The C Prologue is the initial piece of embedded C/C++ code in a syntax file. AnaGram copies it to the parser file before writing any generated code, so it is the appropriate place to include definitions and declarations needed by the parser. In particular, any data type that is used as a token type must be defined in the C prologue, either explicitly or by means of an include file.

Include File

The bcidefs.h header file contains definitions of the ScriptMethod and CodeFragment classes.

Configuration Section

Configuration parameters that are common to all of the parsers in the kit are discussed in the descriptions of the CLL and PLL syntaxes. The following additional configuration parameters are set in the CLL version of dci.syn:
wrapper {CodeFragment}, AgStack<CodeFragment>, Constant}
A wrapper declaration tells AnaGram to ensure that constructors and destructors are properly called when instances of the named classes are stored on the parser value stack. If the wrapper declaration were not used, the objects would be stored on the stack by coercing a pointer. This would cause the classes to malfunction. The rule of thumb is that if a class or any of its member fields overrides the assignment operator, it should have a wrapper declared.

parser name = dci
This statement causes the generated parser function to be named dci. The struct defining the parser control block will be named dci_pcb_struct and a typedef dci_pcb_type is also defined to be equivalent to struct dci_pcb_struct.
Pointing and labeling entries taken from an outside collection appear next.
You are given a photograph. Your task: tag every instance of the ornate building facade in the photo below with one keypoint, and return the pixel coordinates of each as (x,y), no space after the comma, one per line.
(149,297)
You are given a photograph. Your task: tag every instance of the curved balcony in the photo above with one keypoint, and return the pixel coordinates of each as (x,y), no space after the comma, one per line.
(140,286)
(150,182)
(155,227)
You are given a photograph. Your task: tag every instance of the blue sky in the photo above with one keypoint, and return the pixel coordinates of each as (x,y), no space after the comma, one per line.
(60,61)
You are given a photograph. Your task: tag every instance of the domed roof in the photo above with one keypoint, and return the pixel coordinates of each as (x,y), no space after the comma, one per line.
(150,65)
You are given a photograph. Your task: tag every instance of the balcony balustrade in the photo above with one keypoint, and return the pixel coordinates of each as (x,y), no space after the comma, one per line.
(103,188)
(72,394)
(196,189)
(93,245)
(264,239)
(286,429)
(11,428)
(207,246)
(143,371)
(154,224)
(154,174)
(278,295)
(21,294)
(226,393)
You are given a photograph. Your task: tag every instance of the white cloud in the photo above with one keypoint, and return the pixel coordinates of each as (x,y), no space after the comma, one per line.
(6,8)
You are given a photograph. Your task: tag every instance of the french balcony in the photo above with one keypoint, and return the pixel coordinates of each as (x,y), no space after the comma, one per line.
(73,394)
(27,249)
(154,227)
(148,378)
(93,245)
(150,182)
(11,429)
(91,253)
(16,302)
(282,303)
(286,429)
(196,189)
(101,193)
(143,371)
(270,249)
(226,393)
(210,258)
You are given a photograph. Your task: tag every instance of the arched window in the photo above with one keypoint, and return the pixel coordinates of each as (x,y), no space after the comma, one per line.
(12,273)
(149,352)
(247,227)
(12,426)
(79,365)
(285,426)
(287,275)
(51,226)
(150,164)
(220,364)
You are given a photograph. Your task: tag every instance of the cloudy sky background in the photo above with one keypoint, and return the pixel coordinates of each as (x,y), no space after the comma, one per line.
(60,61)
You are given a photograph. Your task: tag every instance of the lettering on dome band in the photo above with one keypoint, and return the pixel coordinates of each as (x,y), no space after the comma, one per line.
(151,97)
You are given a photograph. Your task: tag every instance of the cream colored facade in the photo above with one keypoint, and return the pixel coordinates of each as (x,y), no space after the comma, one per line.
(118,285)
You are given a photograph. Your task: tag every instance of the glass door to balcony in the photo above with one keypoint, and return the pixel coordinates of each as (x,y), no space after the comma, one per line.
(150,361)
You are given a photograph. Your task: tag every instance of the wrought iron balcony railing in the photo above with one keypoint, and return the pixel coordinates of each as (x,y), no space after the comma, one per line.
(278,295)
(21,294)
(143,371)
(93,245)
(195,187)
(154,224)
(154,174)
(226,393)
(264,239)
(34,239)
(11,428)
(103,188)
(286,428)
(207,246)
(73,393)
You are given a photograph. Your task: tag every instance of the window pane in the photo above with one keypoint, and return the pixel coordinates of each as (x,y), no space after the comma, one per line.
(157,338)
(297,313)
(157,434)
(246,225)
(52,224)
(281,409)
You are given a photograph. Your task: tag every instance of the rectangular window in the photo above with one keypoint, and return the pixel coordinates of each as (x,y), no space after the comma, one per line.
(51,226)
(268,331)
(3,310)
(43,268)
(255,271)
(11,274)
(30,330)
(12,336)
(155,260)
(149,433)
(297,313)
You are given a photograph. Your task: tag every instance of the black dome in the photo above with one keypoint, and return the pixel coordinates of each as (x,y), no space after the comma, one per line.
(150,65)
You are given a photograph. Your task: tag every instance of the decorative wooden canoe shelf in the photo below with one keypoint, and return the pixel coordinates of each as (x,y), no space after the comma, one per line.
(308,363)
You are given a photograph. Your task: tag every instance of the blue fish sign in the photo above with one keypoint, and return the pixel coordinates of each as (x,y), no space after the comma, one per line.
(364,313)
Parser Control Block Extensions

In order to support reentrancy, it is convenient to declare local data used by the parser in the parser control block. It is also convenient to declare functions used by the parser as members of the parser control block, though this is not, strictly speaking, necessary.


Added Fields

AgDictionary<AgString> &dictionary;
This is a reference to the dictionary the parser is to use. Note that the dictionary must exist independently of the parser. It is initialized by the constructor.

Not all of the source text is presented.